Not the virus itself, of course. The wreckers are the leaders — meaning most politicians in this country — who used disproportionate powers to manage the virus for far too long.
The early days of Covid, when we didn’t know what we were dealing with, demanded quick and tough measures. My scorn for authority grew as the vulnerable — the very old — were not protected enough while every other group bore the brunt of many restrictions that made little sense.
Some will jump in with the obvious retort to my scorn for authority. There lies the road to anarchy, they will say. I would respond that sometimes you need to throw the tea into the harbour if you want greater freedom over your life, instead of wicked, senseless meddling from unelected powers.
There’s that word again:
My first line of defence for disrespecting many of the cruel and silly Covid laws rests on one fundamental premise: the democratic legitimacy of laws was dead, buried, cremated during Covid. At the state and federal levels, the country was run by unelected bureaucrats.
It took until early October this year for a politician to say the bleeding obvious. “We’re the elected officials,” said newly installed NSW Premier Dominic Perrottet when explaining why he was opening the state, despite some health officials pushing for a longer lockdown.
Further damaging the legitimacy of law, restrictions were often enforced in a ham-fisted and arbitrary way. They still are. This week, when Rebel Wilson arrived in Australia for an awards night, she was not required to isolate for 72 hours, unlike everyone else. Special treatment for someone who reads a script to make a living. Just like those footy players, and their wives and girlfriends, who could cross the closed Queensland border. …

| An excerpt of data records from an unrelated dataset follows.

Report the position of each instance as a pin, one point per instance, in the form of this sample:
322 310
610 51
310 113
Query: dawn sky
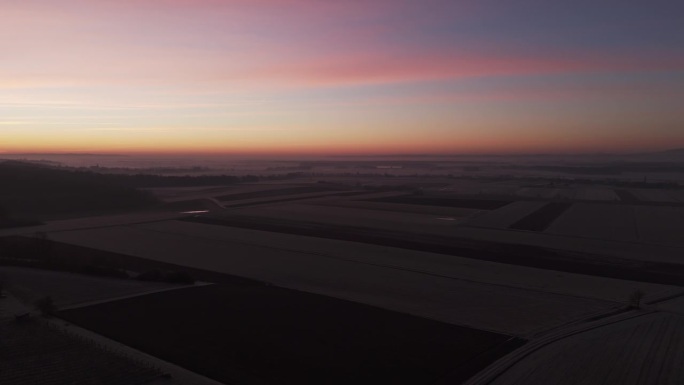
324 76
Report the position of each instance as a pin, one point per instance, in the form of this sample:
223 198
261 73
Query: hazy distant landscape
412 271
309 192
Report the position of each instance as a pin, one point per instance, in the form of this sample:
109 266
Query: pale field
356 217
595 194
652 195
484 295
505 216
643 224
69 289
174 194
455 212
611 222
660 224
640 351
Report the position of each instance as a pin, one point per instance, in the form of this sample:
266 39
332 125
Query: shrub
46 306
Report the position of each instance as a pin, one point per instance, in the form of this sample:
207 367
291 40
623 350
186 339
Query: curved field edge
255 334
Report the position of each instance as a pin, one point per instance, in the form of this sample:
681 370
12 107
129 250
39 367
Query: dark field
542 218
276 192
258 334
479 204
627 196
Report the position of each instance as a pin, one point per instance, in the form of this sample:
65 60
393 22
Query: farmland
261 334
450 267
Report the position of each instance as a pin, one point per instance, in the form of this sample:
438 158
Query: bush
150 275
182 277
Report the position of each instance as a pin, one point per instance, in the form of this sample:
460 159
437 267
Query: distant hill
673 155
39 191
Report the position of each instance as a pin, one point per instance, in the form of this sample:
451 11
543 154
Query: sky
341 77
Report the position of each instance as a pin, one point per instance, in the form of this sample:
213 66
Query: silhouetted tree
635 298
46 306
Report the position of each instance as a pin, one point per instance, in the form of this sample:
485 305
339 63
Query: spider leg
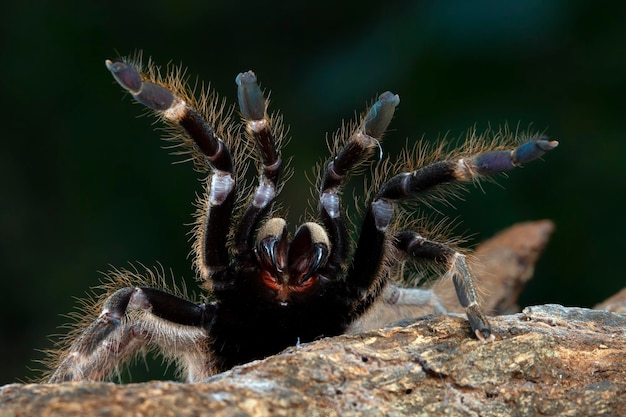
131 319
211 250
253 108
418 247
369 268
358 148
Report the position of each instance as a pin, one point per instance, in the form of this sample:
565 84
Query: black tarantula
269 289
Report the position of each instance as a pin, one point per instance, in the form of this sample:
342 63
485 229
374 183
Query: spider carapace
267 289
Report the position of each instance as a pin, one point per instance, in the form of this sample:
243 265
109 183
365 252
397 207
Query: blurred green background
86 185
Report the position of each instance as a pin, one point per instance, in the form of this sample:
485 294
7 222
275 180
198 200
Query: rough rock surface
548 360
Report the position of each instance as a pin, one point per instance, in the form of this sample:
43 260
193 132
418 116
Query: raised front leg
369 270
213 225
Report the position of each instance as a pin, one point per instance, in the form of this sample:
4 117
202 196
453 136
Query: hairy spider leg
368 269
211 251
114 336
253 107
358 148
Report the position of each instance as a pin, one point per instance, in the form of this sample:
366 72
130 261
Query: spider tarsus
533 149
149 94
125 75
494 162
251 100
380 114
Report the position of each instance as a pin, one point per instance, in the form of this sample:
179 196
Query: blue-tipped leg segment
500 161
149 94
380 114
251 100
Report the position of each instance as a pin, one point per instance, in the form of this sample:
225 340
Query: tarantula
269 289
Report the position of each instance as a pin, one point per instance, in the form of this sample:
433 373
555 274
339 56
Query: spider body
270 290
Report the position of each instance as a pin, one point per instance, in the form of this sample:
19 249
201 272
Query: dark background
85 184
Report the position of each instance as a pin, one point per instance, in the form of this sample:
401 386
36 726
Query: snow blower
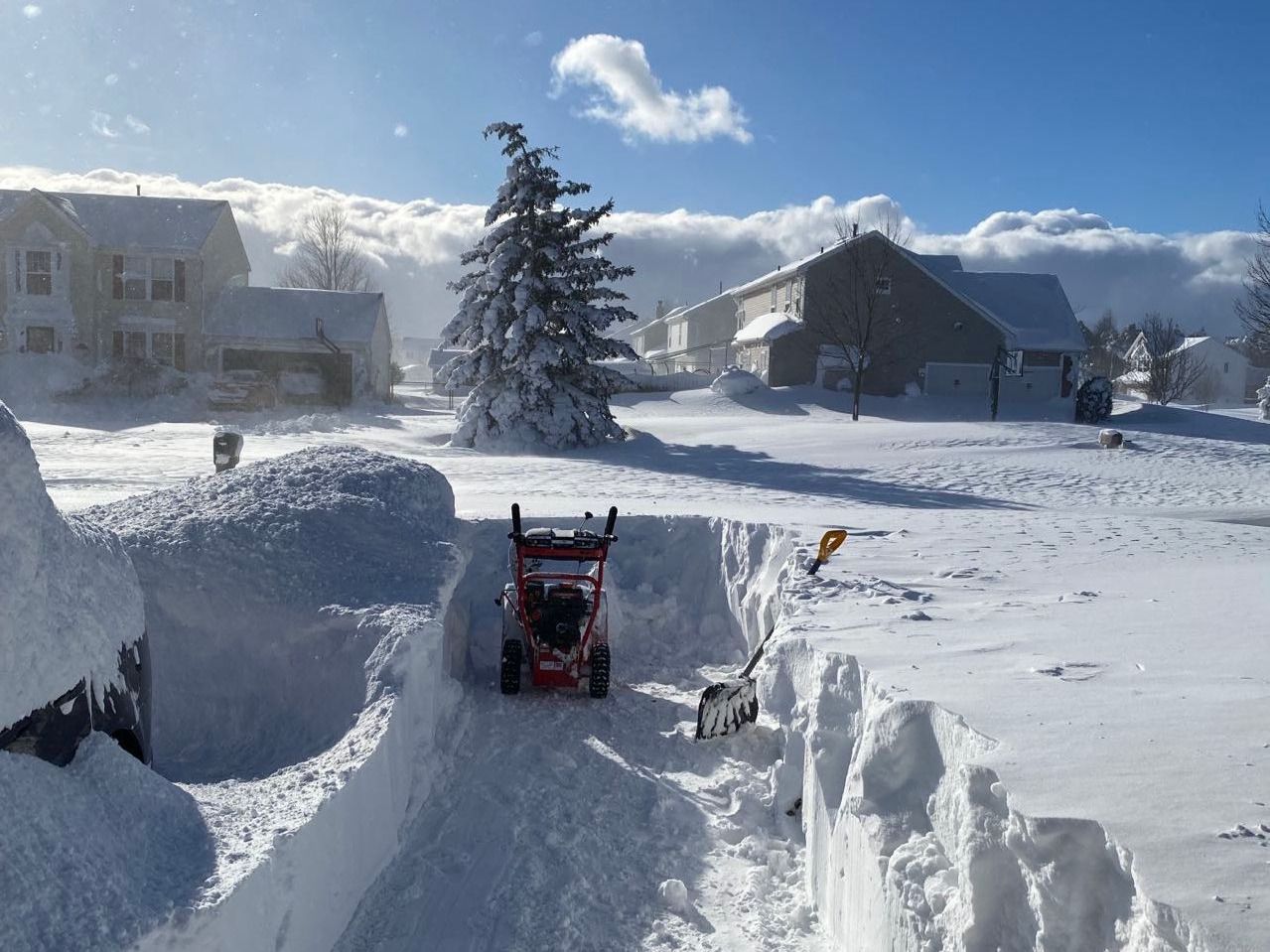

A woman from regional Victoria needed to care for her animals. She worried about having her flock put down “because the department had asked for further information it said she did not provide”.
“I cannot fathom the cruelty of this process and their decision. Surrendering our animals has broken my heart, my spirit and my faith in our state government and the humanity of the people that make such decisions,” she told the ombudsman.
Consider the hundreds, thousands, of people with similar stories who didn’t contact the ombudsman. …
Lines have been crossed:
A legitimately elected government does not always guarantee the legitimacy of law. There is still a point when some of us will push back against laws that are cruel.
For example, in April last year — when Victorian Premier Daniel Andrews banned two people in a loving relationship, who lived apart, from seeing each other because “that’s not care” — I would have broken the law if I lived in Victoria. …
People will disagree about where to draw the line when it comes to obeying laws that are morally wrong. But to suggest there is not a line, that all laws must be obeyed, ignores the messy, complicated, magnificent history of freedom.